En se promenant à Bénac, on ne peut que remarquer la belle église d'origine romane qui date des 12 et 13e siècles. C'est l'église de la Nativité de la Sainte-Vierge. Cette église de type bénédictin, en croix latine, fut un prieuré dépendant de Saint-Pé.

Le clocher isolé est plus récent que l'église. L'instituteur de Bénac en 1887 en parlait en ces termes dans sa monographie de la commune : « Une tour baissée, jadis servant de télégraphe et aujourd'hui de beffroi semble garder le temple sacré comme une sentinelle vigilante et austère. »

Observez ce porche à colonnes de marbre et le portail renaissance. Les bases et les chapiteaux datent du 12e siècle. Il est possible que les colonnes soient des anciennes colonnes romaines réutilisées. L'église de Bénac est l'une des plus anciennes du secteur du Marquisat (sinon la plus ancienne). En effet toutes les autres églises ont été détruites en août 1569 lors du passage de Montgomery. L'église de Bénac n'a dû son salut qu'à la présence à ses côtés du château de Barry.

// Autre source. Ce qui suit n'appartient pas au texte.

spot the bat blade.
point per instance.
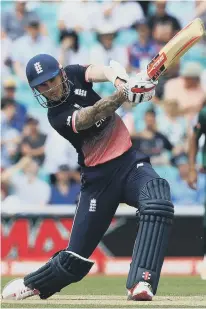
(175, 48)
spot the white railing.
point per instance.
(123, 210)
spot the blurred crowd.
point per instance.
(40, 167)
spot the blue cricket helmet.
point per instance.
(41, 68)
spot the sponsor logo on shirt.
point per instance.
(80, 92)
(69, 120)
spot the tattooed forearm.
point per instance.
(88, 116)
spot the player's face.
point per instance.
(52, 89)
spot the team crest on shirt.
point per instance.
(81, 92)
(69, 118)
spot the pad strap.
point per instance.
(64, 268)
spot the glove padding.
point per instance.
(139, 89)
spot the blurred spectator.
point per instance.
(64, 191)
(143, 50)
(9, 91)
(172, 72)
(29, 45)
(152, 142)
(121, 13)
(10, 137)
(186, 90)
(172, 125)
(77, 15)
(106, 49)
(181, 193)
(34, 141)
(6, 44)
(183, 10)
(161, 17)
(25, 184)
(14, 22)
(70, 50)
(61, 155)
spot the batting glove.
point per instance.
(139, 89)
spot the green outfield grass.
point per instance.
(96, 292)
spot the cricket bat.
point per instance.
(175, 48)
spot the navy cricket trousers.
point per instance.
(103, 188)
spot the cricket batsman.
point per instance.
(199, 130)
(112, 172)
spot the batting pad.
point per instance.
(156, 218)
(64, 268)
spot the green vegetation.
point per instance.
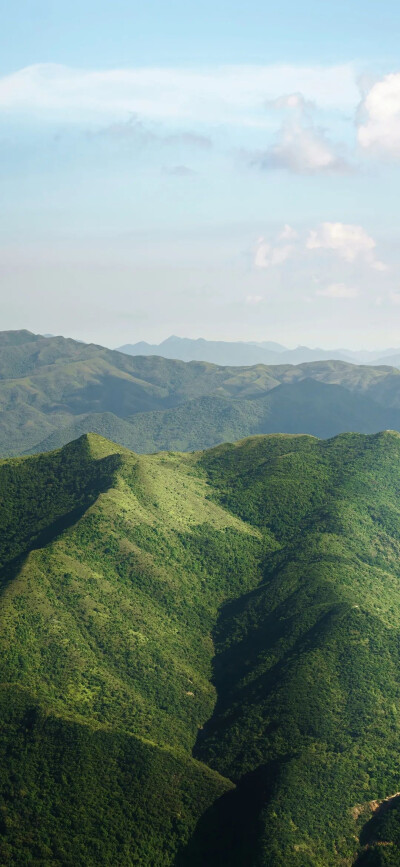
(199, 655)
(53, 390)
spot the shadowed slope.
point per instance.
(241, 605)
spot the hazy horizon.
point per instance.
(181, 170)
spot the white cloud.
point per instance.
(228, 94)
(338, 290)
(379, 130)
(301, 146)
(350, 242)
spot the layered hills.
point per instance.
(199, 654)
(53, 390)
(241, 352)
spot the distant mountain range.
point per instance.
(238, 353)
(53, 390)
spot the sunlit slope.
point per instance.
(114, 568)
(307, 665)
(175, 625)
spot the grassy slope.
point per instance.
(53, 390)
(307, 665)
(111, 583)
(286, 550)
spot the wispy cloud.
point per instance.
(338, 290)
(226, 94)
(349, 242)
(134, 129)
(179, 171)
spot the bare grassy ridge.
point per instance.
(199, 653)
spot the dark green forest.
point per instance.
(200, 654)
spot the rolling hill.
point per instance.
(239, 352)
(199, 654)
(53, 390)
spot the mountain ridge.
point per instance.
(205, 651)
(54, 389)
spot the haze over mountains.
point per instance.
(53, 389)
(241, 352)
(199, 655)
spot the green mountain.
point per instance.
(199, 654)
(53, 390)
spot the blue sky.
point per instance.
(212, 169)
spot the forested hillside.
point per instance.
(199, 655)
(52, 390)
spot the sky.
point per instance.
(227, 171)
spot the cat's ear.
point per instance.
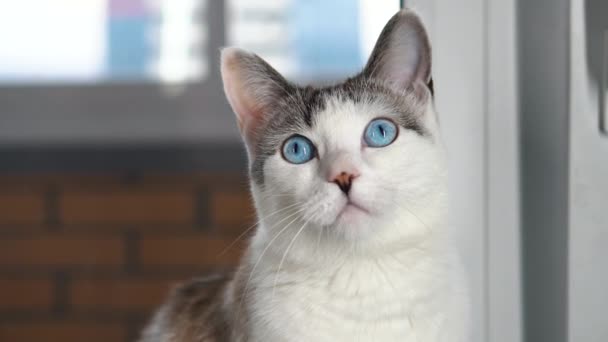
(252, 86)
(402, 55)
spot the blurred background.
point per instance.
(122, 171)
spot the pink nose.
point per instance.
(344, 181)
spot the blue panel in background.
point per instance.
(325, 38)
(129, 48)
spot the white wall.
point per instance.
(475, 68)
(588, 237)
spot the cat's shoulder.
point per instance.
(192, 313)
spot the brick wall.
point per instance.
(89, 257)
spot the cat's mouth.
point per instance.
(351, 209)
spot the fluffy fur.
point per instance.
(373, 264)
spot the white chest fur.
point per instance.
(410, 296)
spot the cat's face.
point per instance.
(348, 159)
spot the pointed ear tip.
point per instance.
(409, 14)
(229, 55)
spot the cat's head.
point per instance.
(350, 159)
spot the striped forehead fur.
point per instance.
(297, 108)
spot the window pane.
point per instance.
(67, 41)
(309, 41)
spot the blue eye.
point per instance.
(298, 150)
(380, 133)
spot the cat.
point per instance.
(349, 183)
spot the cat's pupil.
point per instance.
(382, 130)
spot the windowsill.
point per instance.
(119, 158)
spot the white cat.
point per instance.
(349, 183)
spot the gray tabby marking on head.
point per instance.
(397, 75)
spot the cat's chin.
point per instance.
(353, 221)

La destruction des églises dans le Marquisat en 1569.

Le vieux pont à Bénac

Pour le plaisir, voici une savoureuse description d'une scène de vie dans le village de Bénac en 1832 (« Voyage aux Pyrénées Françaises » - J.-P. Picquet) : « Bénac - Les éclats d'une bruyante joie m'attirèrent sur la place du bourg. Un vaste théâtre, élevé sur des tonneaux, ornait cette place. L'assemblée était très nombreuse. Instruits par le régent du lieu, les acteurs de la pastorale jouèrent Zaïre avec les gestes forcés et les plus plaisantes fautes de langue, on ne parle français que dans les villes. Si on ne pleura pas aux beaux vers de la tragédie, on riait d'un Orosmane en grande perruque et en robe de palais. les femmes étaient exclues des rôles : on aimait mieux sans doute, les laisser à leurs soins domestiques. Qu'on imagine une vertueuse Zaïre en barbe, agitant l'éventail de la même main qui, la veille, conduisait la charrue ; la princesse était ornée d'ailleurs de tous les falbalas du pays. Ce spectacle devait amuser le spectateur le plus mélancolique. Le dirai-je? dans ce fracas de moeurs grossières, moitié comiques, il régna dans cette attelanne un je ne sais quoi qu'on ne trouve pas toujours dans l'enceinte étroite de nos spectacles. C'est un fait digne de remarque et sûrement bien rare, que le peuple bigorrais ne supporte pas les pièces de boulevard : il faut, pour l'intéresser, nos chefs d'oeuvre dramatiques. Pour avoir mal jugé du goût de ce peuple, un premier acteur des Variétés fut sifflé sur le théâtre de Tarbes. »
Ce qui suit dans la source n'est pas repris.